Dossiers de requêtes en existences

Monsieur,

Je pense que je suis apte, de pouvoir faire face à une existence, mon existence. J’ai des qualités, des défauts plus qu’il n’en faut.

J’ai de la ténacité, si la paresse ne se met pas en travers, il me faut de la motivation.

Je suis souvent triste, mais je sais y mêler de l’humour. Malheureuse comme au théâtre.

J’aime et je déteste avec sincérité. J’épouse la cause des amis dans la peine jusqu’a la faire mienne.

Je ne tends pas la joue pour être frappée et ne le ferais jamais. J’ai de l’orgueil mais pas de vanité.

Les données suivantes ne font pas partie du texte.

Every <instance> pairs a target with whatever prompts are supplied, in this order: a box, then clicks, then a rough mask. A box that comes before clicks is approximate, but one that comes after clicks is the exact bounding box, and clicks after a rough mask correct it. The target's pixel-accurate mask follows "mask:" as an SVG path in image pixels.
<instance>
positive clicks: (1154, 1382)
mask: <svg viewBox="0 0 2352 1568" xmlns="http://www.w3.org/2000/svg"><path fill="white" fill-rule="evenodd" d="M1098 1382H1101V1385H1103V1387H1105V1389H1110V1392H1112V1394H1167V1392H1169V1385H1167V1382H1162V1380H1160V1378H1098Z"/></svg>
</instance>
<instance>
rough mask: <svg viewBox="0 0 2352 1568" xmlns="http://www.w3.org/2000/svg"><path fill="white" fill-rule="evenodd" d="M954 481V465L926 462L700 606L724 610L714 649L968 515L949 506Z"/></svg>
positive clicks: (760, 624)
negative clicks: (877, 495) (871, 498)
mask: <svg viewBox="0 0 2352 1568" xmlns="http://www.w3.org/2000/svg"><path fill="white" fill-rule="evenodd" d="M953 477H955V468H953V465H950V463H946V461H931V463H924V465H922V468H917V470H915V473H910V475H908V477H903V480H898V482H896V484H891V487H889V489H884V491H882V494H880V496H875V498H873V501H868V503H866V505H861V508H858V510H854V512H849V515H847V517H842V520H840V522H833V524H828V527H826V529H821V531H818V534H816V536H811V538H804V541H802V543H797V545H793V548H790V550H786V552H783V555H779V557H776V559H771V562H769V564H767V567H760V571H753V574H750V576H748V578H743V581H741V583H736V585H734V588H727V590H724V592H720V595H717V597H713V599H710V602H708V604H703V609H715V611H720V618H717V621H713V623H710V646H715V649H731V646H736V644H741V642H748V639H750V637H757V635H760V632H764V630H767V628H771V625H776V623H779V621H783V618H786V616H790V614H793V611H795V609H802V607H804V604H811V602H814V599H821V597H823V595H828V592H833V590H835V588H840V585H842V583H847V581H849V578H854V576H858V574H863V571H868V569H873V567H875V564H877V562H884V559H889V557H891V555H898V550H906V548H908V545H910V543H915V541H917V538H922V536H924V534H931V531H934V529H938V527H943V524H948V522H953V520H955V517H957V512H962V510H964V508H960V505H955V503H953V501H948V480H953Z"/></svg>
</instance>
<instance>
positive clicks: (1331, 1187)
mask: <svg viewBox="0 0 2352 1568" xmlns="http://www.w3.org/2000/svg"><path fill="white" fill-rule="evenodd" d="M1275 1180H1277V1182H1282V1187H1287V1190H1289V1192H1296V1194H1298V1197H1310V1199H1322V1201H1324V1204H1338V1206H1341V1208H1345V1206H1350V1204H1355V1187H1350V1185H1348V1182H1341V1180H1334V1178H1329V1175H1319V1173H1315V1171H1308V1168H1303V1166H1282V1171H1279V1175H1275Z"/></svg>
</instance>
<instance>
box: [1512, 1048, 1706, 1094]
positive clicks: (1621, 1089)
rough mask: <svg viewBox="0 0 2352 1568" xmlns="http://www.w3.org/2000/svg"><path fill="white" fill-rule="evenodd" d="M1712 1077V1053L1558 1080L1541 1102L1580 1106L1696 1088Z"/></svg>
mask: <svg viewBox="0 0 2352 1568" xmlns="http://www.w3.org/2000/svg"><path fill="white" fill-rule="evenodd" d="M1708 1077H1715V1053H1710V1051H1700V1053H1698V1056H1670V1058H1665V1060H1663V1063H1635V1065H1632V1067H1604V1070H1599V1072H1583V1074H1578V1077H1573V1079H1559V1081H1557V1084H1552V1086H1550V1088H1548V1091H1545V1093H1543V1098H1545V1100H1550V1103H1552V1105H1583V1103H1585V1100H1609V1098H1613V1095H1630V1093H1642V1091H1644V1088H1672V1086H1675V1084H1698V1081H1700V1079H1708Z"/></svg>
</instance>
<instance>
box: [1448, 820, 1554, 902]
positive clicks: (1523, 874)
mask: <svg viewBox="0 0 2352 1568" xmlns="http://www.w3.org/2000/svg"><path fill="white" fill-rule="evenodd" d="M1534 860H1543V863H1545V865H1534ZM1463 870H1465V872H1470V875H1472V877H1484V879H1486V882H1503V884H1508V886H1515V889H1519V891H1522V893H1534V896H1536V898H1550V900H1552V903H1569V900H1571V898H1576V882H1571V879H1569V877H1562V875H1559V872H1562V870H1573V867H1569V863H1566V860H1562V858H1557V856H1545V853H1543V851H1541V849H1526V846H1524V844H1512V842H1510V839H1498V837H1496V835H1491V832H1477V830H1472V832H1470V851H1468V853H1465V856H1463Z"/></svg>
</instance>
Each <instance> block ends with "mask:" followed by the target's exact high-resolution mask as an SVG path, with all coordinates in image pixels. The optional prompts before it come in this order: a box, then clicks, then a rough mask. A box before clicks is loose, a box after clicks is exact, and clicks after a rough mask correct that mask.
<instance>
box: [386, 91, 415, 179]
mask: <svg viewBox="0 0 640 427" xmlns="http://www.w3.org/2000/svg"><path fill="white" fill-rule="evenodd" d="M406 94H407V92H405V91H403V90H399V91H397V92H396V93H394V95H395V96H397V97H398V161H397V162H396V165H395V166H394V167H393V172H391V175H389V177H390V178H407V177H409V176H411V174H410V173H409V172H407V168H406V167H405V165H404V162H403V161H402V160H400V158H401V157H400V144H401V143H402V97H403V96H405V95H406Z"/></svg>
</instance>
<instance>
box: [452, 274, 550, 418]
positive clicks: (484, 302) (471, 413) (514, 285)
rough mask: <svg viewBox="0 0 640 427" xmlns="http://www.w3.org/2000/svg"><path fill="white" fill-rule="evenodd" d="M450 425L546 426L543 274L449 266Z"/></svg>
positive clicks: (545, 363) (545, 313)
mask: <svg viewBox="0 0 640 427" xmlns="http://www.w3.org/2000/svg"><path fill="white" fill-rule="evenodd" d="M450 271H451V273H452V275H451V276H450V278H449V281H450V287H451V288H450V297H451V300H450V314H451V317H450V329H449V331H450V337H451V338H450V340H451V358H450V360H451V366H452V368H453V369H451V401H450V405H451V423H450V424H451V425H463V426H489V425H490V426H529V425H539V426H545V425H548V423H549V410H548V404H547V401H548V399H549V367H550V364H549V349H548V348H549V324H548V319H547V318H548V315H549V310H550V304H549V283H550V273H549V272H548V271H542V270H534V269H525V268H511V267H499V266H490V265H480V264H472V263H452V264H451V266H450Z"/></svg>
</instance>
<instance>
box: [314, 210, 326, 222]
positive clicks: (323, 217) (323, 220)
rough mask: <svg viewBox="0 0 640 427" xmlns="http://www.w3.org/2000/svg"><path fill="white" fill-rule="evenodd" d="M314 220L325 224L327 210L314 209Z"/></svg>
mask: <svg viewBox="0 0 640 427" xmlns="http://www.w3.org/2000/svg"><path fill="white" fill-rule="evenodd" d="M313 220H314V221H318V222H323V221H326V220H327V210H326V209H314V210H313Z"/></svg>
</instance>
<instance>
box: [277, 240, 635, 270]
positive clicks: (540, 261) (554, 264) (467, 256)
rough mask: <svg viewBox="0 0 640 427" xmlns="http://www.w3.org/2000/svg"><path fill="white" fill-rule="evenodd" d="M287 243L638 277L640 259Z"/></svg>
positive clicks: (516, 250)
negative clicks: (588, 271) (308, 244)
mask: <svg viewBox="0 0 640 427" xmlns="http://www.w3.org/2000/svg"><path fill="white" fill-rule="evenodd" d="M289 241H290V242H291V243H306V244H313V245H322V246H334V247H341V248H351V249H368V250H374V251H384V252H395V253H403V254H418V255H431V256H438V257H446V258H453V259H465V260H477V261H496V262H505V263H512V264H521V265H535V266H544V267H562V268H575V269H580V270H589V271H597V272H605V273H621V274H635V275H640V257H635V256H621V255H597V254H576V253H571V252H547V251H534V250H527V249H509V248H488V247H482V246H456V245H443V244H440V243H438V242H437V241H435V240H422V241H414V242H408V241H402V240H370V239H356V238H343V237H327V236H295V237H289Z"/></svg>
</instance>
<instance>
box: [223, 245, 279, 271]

Je ne rêve pas d’une vie de château, mais d’une vie de famille pleine d’amour ! regarder grandir des enfants leurs permettre d’aborder leur futur, le mieux possible

La vie n’est pas un long fleuve tranquille, c’est ce qui lui donne sa valeur.

Je ne suis pas contre un gain au loto ! Un bon repas au restau ! La retraite après le boulot.

J’aime Venise et ses gondoles. L’Egypte, Ramsés et les Pyramides.

Même au fond du désespoir j’aime la vie.

Monsieur, je vous en prie, accordez moi mon existence J’essaierais d’attraper la chance.

Un rayon de soleil, un petit peu de miel pour écarter le fiel.

Un joli clair de lune a contempler à deux, une petite fossette sur la joue du bébé, la vague des blés agitée par la brise.

Monsieur  je vous remercie par avance, si vous m’accordez cette chance, d’avoir une existence,

Recevez, mes respectueuses salutations.

                                                       Un être humain.